People love this graph and regularly tout it as if it explains full internet usage. Especially when they dont bother to add any explanation or comment alongside it.

This graph is mainly due to the fact that telcos use IPv6 for mobile devices, nothing more. Over time you will see that graph flatline and peter out as mobile device uage reaches critical mass.

It seems more the other end of the stick: the IPv4 side of the graph is mainly held up due to corporations. The consumer internet continues to switch, but corporate VPNs are going to continue to drag down the numbers until corporations get charged enough for IPv4 address space that bottom lines start to notice.

  • Yes good point, I agree that IPv4 addresses are going to become a commodity in the future and their value will start to increase dramatically to the point where it is only corporations which can afford to use them. IPv6 use may well start to spike again if that happens.

Every major ISP in the US, India, and most of the rest of Asia that I’ve seen is handing out and using IPv6 now too.

Hell, chances are if you got a new router (like any new client) for your ISP, you’d be on v6 too.

It was simply to point out that you are objectively incorrect. No commentary was necessary. My phone and home broadband both use IPv6 primarily.

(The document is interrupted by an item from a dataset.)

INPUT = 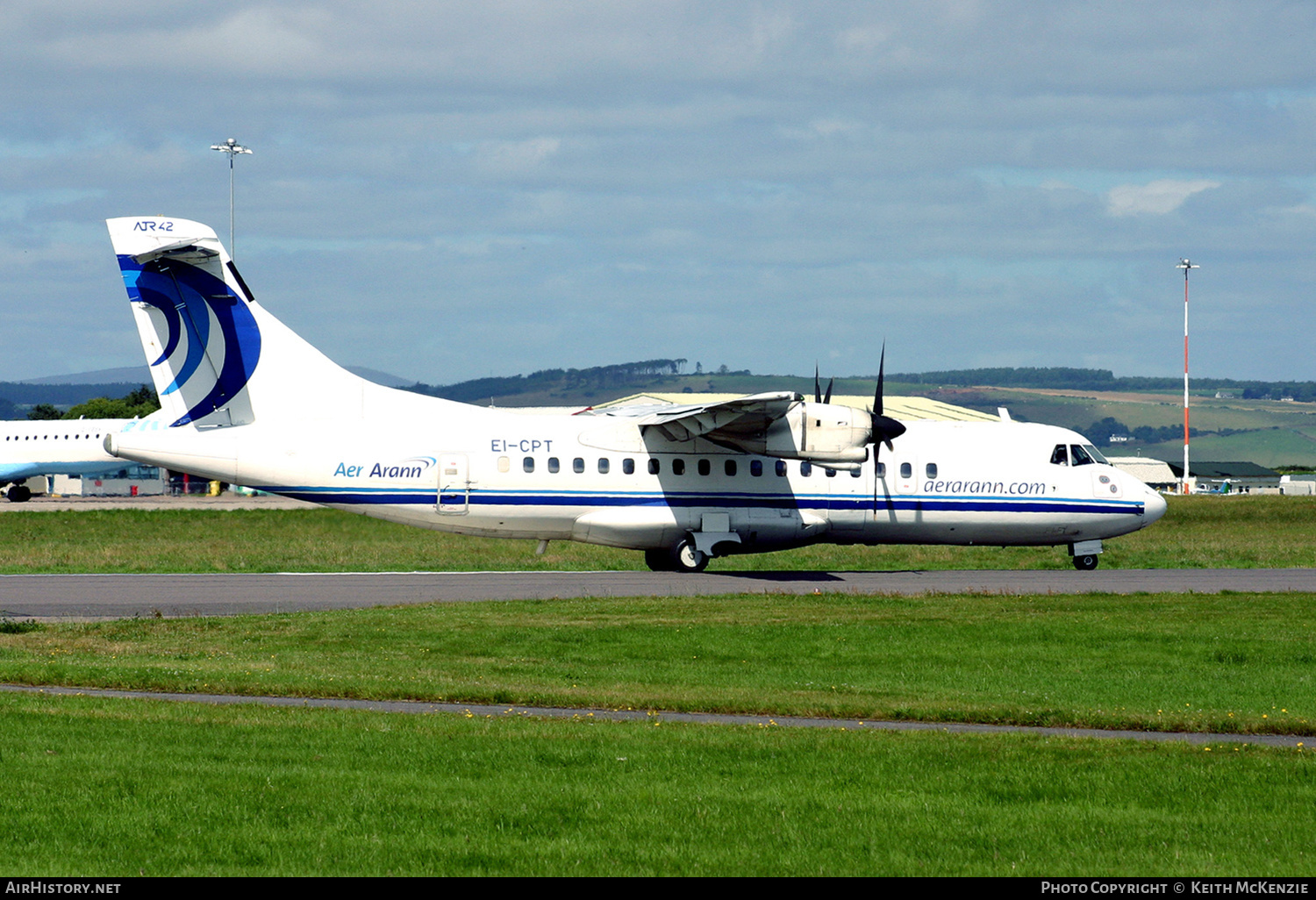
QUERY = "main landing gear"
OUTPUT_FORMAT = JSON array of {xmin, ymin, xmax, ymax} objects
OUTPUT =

  • If you were correct, that graph would have been over 50% ages ago.

    As it is, that graph is showing how adoption is slowing and has been for the last 10 years.

    Hardly anybodies physical internet connection is using IPv6 primarily worldwide, those numbers are all mobile device space.

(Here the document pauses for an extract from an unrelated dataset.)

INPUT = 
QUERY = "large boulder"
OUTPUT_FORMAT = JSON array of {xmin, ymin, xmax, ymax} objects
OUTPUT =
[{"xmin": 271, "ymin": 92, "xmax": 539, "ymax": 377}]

> Over time you will see that graph flatline and peter out as mobile device uage reaches critical mass.

...what? The majority of people access the Internet from their phone, and not only since yesterday either. Are you arguing that this is temporary fad somehow?

  • I don't think they are arguing for a decrease. I took flatline and peter out to mean stabilize.

    • That is correct, thankyou for assuming the positive instead of the negative.

      I personally believe that at about 60% utilisation the line on the graph will become flat and stay that way.

  • I am arguing that at some point there wont be any more people without phones, meaning it has reached critical mass and so IPv6 adoption will stall. The number of smartphones in the world will not keep on going up forever.

    • That would only happen if all of v6's growth is coming from mobile users, no mobile networks are growing/deployed without v6, and also no users are dropping their wired connections.

      You can look at the AS breakdowns on APNIC's stats and see that ASs that serve non-mobile customers are getting v6, and that some ASs for mobile users aren't. So no, it won't stall.

      Slow down perhaps, but it has to slow down at some point or it'll go above 100%.